I get plenty of time to think between sleeping here, I hear them talking about me because they can never tell if I am asleep or awake, either way, some don't think I can hear them at all! I remember the Doctors and Nurses telling the people who thought they knew me that it would be good to talk to me to: 'Make the circumstances more bearable.' Never did they consider how I felt, it was execrable knowing I couldn't tell them that I was alive, I was thinking and that I loved them. I wished and I dreamed of going back to that day and doing it all again, just to tell them I cared for them, to hold them again in my arms. But it was all just a dream and it wasn't worth thinking about, instead I started to think about what I wanted to do before they gave up hope and left me alone, forgotten and unloved.

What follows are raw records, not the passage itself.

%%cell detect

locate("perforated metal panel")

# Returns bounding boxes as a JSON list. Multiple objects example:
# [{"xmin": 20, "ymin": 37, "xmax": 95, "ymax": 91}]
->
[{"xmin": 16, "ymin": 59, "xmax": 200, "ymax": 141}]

The only thing I want to do before I die is open my eyes. I want to see my daughter for the last time, tell her I'm sorry, that I didn't mean what I said on that cold December evening. Tell her not to blame herself, it wasn't her fault, that I love her. Let her know that I saved her for my love for her, that I would have done it a million times over if it meant she could live and fulfill the dreams that I was too old to. I would tell her I didn't want to live as a vegetable and I wanted her to turn of that ghastly machine. It was execrable to think of never seeing her, never holding her, never seeing her face light up when she laughs. I am a Mother with unconditional love for her only daughter, only, unlike the other billions of parents, I was physically unable to express it.
I woke up at what I think was the morning to the instantly recognisable voice of my angelic daughter. I thought about what I wanted and tried to send it to her, telepathicaly, I had been attempting for months but today, something seemed to click. I think she could hear me, or at least sense what I was thinking. Suddenly, my eyes snaped open and looked deep into my daughters cobalt eyes and I saw nothing and everything at the same time. It felt like hours, days even but the reality was just under thirty seconds. My ears exploded with a piercing screeching and everyone of my senses cut out again. Except this time, I had no chance of waking up.